While I like to think I’m as honest with you all as I can be, I will point out something very important: early retirement is NEVER easy. While I do try to positive and encouraging to others to go after your dreams and live your own life, I also don’t want to sugar coat it: it’s also a hell of a lot of work.
I think perhaps the disconnect on what people might think it is easy is I’ve got years of experience under my belt on thinking about these issues, so I don’t beat a dead horse on the difficulty involved. To me the difficulties are so obvious that I often don’t dwell on them, but perhaps that is the flaw. I tell you about the dream and my efforts to get there, but I don’t mention so much the negative side.
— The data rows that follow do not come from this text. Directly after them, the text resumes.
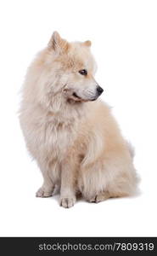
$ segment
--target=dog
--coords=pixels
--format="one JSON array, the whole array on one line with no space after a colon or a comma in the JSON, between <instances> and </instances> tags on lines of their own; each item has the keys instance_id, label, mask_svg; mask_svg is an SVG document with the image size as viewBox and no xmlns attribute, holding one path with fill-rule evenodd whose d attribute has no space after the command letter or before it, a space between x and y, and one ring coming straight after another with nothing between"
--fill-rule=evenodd
<instances>
[{"instance_id":1,"label":"dog","mask_svg":"<svg viewBox=\"0 0 157 256\"><path fill-rule=\"evenodd\" d=\"M20 126L43 184L36 196L59 188L60 206L134 195L132 154L110 108L98 99L91 41L69 43L57 32L28 68L22 88Z\"/></svg>"}]
</instances>

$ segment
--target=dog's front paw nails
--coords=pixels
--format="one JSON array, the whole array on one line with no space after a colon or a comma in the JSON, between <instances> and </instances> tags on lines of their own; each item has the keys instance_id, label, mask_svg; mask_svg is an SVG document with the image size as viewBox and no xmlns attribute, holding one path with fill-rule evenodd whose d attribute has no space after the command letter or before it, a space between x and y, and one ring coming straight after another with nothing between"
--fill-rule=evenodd
<instances>
[{"instance_id":1,"label":"dog's front paw nails","mask_svg":"<svg viewBox=\"0 0 157 256\"><path fill-rule=\"evenodd\" d=\"M47 191L43 188L40 188L37 190L37 192L36 193L36 197L49 197L49 196L53 195L53 190Z\"/></svg>"},{"instance_id":2,"label":"dog's front paw nails","mask_svg":"<svg viewBox=\"0 0 157 256\"><path fill-rule=\"evenodd\" d=\"M70 208L74 206L76 202L76 197L61 197L60 206L64 208Z\"/></svg>"}]
</instances>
So with that in mind, what are the downsides? In no particular order:
1) Sell Out Your Dreams First (Then Buy Them Back) – Ok, confession time. I picked my chemical engineering degree mainly based on how much I could earn and I had some interest in it. What I really wanted to be was a writer, but I knew the ability to make money in that career was limiting so I focused on a career with a better pay back to the investment of my education. Now ironically I’m going for early retirement to be able to write more.
2) Get Uncomfortable – I realized something critical very early in life: I will never fit in. This isn’t to say I won’t belong in some places, but I never fully fit it. It’s just not in my nature to do it. I’m me and I refuse to sacrifice that to gain acceptance so I’ve always been a little on the outside looking in. So the result is yes I’m uncomfortable in all sorts of situations and going for early retirement only makes it worse. For example, I don’t watch much TV so when people talk about the latest Big Bang Theory episode I have a completely blank look on my face. I’ve learned not to dwell on it or limit my social interactions.
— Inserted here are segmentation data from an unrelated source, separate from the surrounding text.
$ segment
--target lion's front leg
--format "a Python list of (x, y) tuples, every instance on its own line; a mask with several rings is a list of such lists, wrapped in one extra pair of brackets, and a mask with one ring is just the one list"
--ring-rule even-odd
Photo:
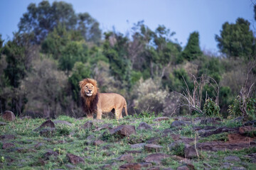
[(101, 109), (97, 110), (97, 119), (102, 119), (102, 110)]

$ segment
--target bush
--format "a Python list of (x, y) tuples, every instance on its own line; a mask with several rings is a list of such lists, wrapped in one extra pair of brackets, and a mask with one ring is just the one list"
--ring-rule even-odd
[(209, 116), (220, 116), (220, 106), (217, 105), (211, 98), (207, 99), (203, 105), (203, 113)]

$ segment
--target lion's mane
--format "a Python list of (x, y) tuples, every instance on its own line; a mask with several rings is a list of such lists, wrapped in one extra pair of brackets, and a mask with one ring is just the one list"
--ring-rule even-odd
[[(95, 89), (92, 96), (85, 95), (85, 86), (87, 84), (92, 84)], [(93, 112), (97, 109), (97, 103), (98, 101), (98, 88), (97, 87), (97, 81), (92, 79), (85, 79), (79, 83), (80, 87), (80, 95), (82, 99), (82, 106), (85, 113), (87, 113), (89, 115), (92, 115)]]

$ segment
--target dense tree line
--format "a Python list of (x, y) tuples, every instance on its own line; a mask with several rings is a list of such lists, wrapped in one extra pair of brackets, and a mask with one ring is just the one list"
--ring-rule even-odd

3) Saving is Hard Work – While my net worth statements on this blog show the good progress towards my goal, it does tend to gloss over all the little decisions behind those results. For example, I don’t owe a cell phone. My wife has one that I sometimes borrow. Yet there are still times that come up where I wonder if I should get my own phone. The debate happens every few months and ends up in a similar spot. Do I really want to invest that much money into something I only have a use for every two months or so? The answer to date has been no.
4) Family Time – Perhaps the most obvious thing that doesn’t come up some weeks is yes I work three jobs (day job, school board and writing) which means some weeks I barely see my own kids. Do I feel guilty? Yes, but as much as I dislike leaving them they are my motivation to be on the school board. I want them to have a great education and the current system isn’t there yet. Also I really enjoy writing and it is my passion in life so I’m not willing to give that up. The result is I’m a very busy guy, but I’ve chosen this. No one is forcing me to put in these hours and I don’t have to do it to pay the bills.
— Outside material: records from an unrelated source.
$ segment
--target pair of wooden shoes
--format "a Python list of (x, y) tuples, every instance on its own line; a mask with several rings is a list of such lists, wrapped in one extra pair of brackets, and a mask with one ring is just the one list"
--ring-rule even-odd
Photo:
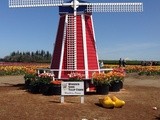
[(109, 96), (105, 96), (104, 98), (99, 99), (99, 104), (105, 108), (121, 108), (125, 105), (125, 102), (118, 99), (116, 96), (112, 96), (111, 98)]

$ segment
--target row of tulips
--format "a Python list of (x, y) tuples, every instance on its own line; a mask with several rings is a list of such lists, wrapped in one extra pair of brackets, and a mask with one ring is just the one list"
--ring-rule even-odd
[[(118, 65), (105, 65), (105, 68), (117, 68)], [(160, 66), (127, 65), (126, 73), (136, 72), (139, 75), (160, 75)]]
[(0, 76), (36, 73), (37, 68), (48, 68), (49, 64), (40, 63), (0, 63)]
[[(118, 68), (118, 65), (105, 65), (105, 68)], [(0, 63), (0, 76), (36, 73), (37, 68), (49, 68), (49, 64), (40, 63)], [(127, 65), (126, 73), (139, 75), (160, 75), (160, 66)]]

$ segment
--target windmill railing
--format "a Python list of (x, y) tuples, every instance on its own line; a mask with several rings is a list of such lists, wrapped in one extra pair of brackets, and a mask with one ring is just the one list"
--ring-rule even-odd
[(59, 72), (59, 71), (62, 71), (62, 72), (105, 72), (105, 71), (112, 71), (113, 69), (112, 68), (102, 68), (102, 69), (90, 69), (90, 70), (82, 70), (82, 69), (78, 69), (78, 70), (71, 70), (71, 69), (62, 69), (62, 70), (59, 70), (59, 69), (49, 69), (49, 68), (38, 68), (37, 69), (37, 74), (41, 74), (41, 73), (51, 73), (51, 74), (54, 74), (54, 72)]

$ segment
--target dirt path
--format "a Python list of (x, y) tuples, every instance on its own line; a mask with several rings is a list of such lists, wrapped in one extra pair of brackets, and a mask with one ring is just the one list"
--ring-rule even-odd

5) Goodbye Senior Management – While I do make good money via my day job I will never make huge amounts of money from a senior management job. I know this and frankly so does my workplace. I know I could work longer and have a much more comfortable standard of living, but I personally don’t need it. Other people might, so they might want to spend the time climbing the corporate later. In my case, I might move up one last level at most.
The end result of all of these things should be obvious, there is always a price to be paid for any decision. Yes I can retire decades early, but I am paying for it.